Prima del cinema: attrazione e cultura visuale
Il cinema delle origini era composto da due concetti fondamentali su cui ruotavano le prime proiezioni:
- Concetto di attrazione → uso di immagini a scopo attrattivo, non per raccontare storie
- Concetto di cultura visuale → si impara attraverso la vista. Tramite la vista le idee e i concetti contenuti nelle immagini venivano comunicate.
La lanterna magica
La lanterna magica era uno strumento che proiettava immagini da un vetro trasparente. Le immagini erano fisse e disegnate su un vetro. Al suo interno c'era una fonte luminosa che nel 1600 era una lampada e nel 1800 era elettrica. Il tubo serviva a fare uscire il fumo della lampada a olio (fino al 1800). La luce veniva guidata grazie a un sistema ottico di lenti fino ad arrivare alla lente d'ingrandimento che ingrandiva le immagini e le proiettava. Essa viene considerata l'antenata del cinema e del proiettore di diapositive. Per far sembrare le immagini in movimento si facevano alternare velocemente immagini simili. Spesso le proiezioni erano accompagnate da musiche e da rumoristi che colmavano il silenzio. Questo spettacolo era utilizzato anche per intrattenere i bambini.
Il rapporto con il pubblico
Le proiezioni erano accompagnate dalle spiegazioni di un imbonitore o presentatore che spiegava le immagini proiettate. Egli reggeva la lanterna portatile e muoveva il vetro con le immagini. Una volta finito il vetrino, l'imbonitore procedeva a sostituirlo con il vetro successivo. Il pubblico era prevalentemente composto da mamme, bambini ed educatrici. La lanterna magica venne, talvolta, utilizzata nelle chiese per insegnare i dettami della religione ed in conferenze a scopi scientifici.
La fotografia: l'immagine analogica
Analogica → analogia → impronta del reale → grazie a una macchina sensibile alla luce e con un sistema ottico e chimico. È una rivoluzione nel modo di concepire le immagini. Le immagini vengono fissate grazie alla luce per effetto di un automatismo tecnologico. Nell'eliografia di Joseph Nicéphore Niépce l'immagine veniva mostrata grazie alla luce del sole.
Il fenachistoscopio: l'illusione del movimento
Questo strumento fu inventato a seguito di alcuni studi sull'effetto del movimento. L'illusione del movimento viene data da una sequenza di immagini fisse che vengono fatte ruotare. L'effetto ottico è quello di immagini in sequenza indistinte. L'inventore di questo strumento è Plateu che lo costruì nel 1829. È costituito da un disco a raggi sul quale sono disegnate una serie di immagini. Questo disco quando gira dà il senso di movimento.
La città come spettacolo
Nell'Ottocento nasce l'idea di metropoli come la intendiamo oggi. Parigi è la città simbolo, la capitale dello spettacolo. Appaiono i primi poster pubblicitari, nascono i mezzi di trasporto su rotaia. Lo spettatore si trova a contatto con stimoli visivi, spettacolari e sonori. Nasce così un nuovo personaggio: il Flâneur (passante-spettatore/uomo della folla). Nel 1851 si festeggia la prima Esposizione Universale a Londra e nel 1889 ci fu il centenario della Rivoluzione Francese, l'Esposizione Universale a Parigi e la nascita della Torre Eiffel.

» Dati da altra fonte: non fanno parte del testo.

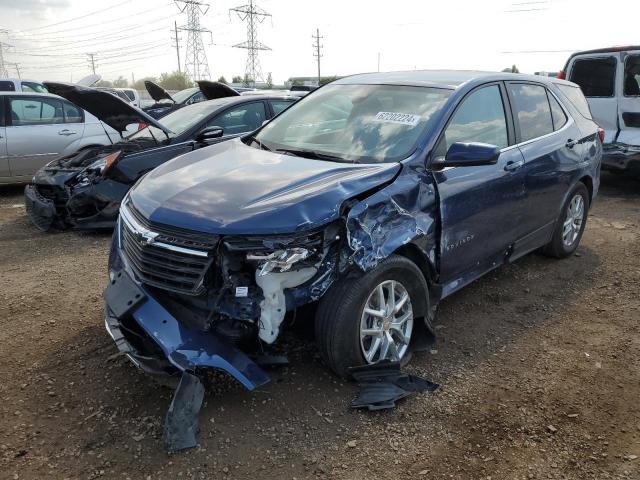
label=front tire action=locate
[543,183,589,258]
[315,255,428,377]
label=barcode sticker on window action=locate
[373,112,420,127]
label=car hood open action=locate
[130,139,401,235]
[144,80,175,103]
[44,82,171,133]
[196,80,240,100]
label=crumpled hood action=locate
[130,139,401,235]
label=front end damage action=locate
[25,145,147,231]
[104,159,439,450]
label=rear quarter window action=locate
[0,80,16,92]
[556,84,593,120]
[569,57,617,97]
[508,83,553,142]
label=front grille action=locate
[34,185,69,207]
[120,204,216,295]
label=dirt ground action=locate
[0,175,640,480]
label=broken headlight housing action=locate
[247,247,314,276]
[75,150,122,187]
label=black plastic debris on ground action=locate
[164,372,204,452]
[349,360,438,411]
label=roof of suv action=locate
[332,70,573,89]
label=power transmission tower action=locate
[0,30,11,78]
[87,53,97,75]
[176,0,213,81]
[229,0,271,87]
[311,28,323,86]
[172,22,182,73]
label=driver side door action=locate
[433,82,525,296]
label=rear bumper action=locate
[602,143,640,171]
[104,264,270,390]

L'invenzione del cinema: Edison e i Fratelli Lumière
Nel 1891 Thomas Alva Edison, imprenditore e scienziato dell'Ottocento, inventò il Kinetoscopio. Esso era un dispositivo ottico e sonoro che proiettava immagini a una certa velocità (32 imm./s). I film venivano realizzati nello studio "Black Maria" che conteneva un piccolo palco. Il binario veniva spostato a seconda della luce del sole (poiché pellicole sensibili alla luce del sole) che entrava dai lucernari. Il kinetoscopio si basava sulla visione individuale (mirino+rotazione manovella= pellicola in movimento/"video" in loop di 40'). La pellicola scorreva su una serie di rulli. La lente ingrandiva l'immagine sul vetro. Per azionarlo era necessario inserire una moneta e pagare il proprietario del Kinetoscopio. Nei luoghi dove erano presenti i Kinetoscopi, ce n'erano diversi con diversi spettacoli. I filmati erano molto brevi ed iniziavano e finivano con la stessa immagine. Gli spettacoli mostravano azioni fisiche, come la danza di una ballerina, su uno sfondo nero (del "Black Maria").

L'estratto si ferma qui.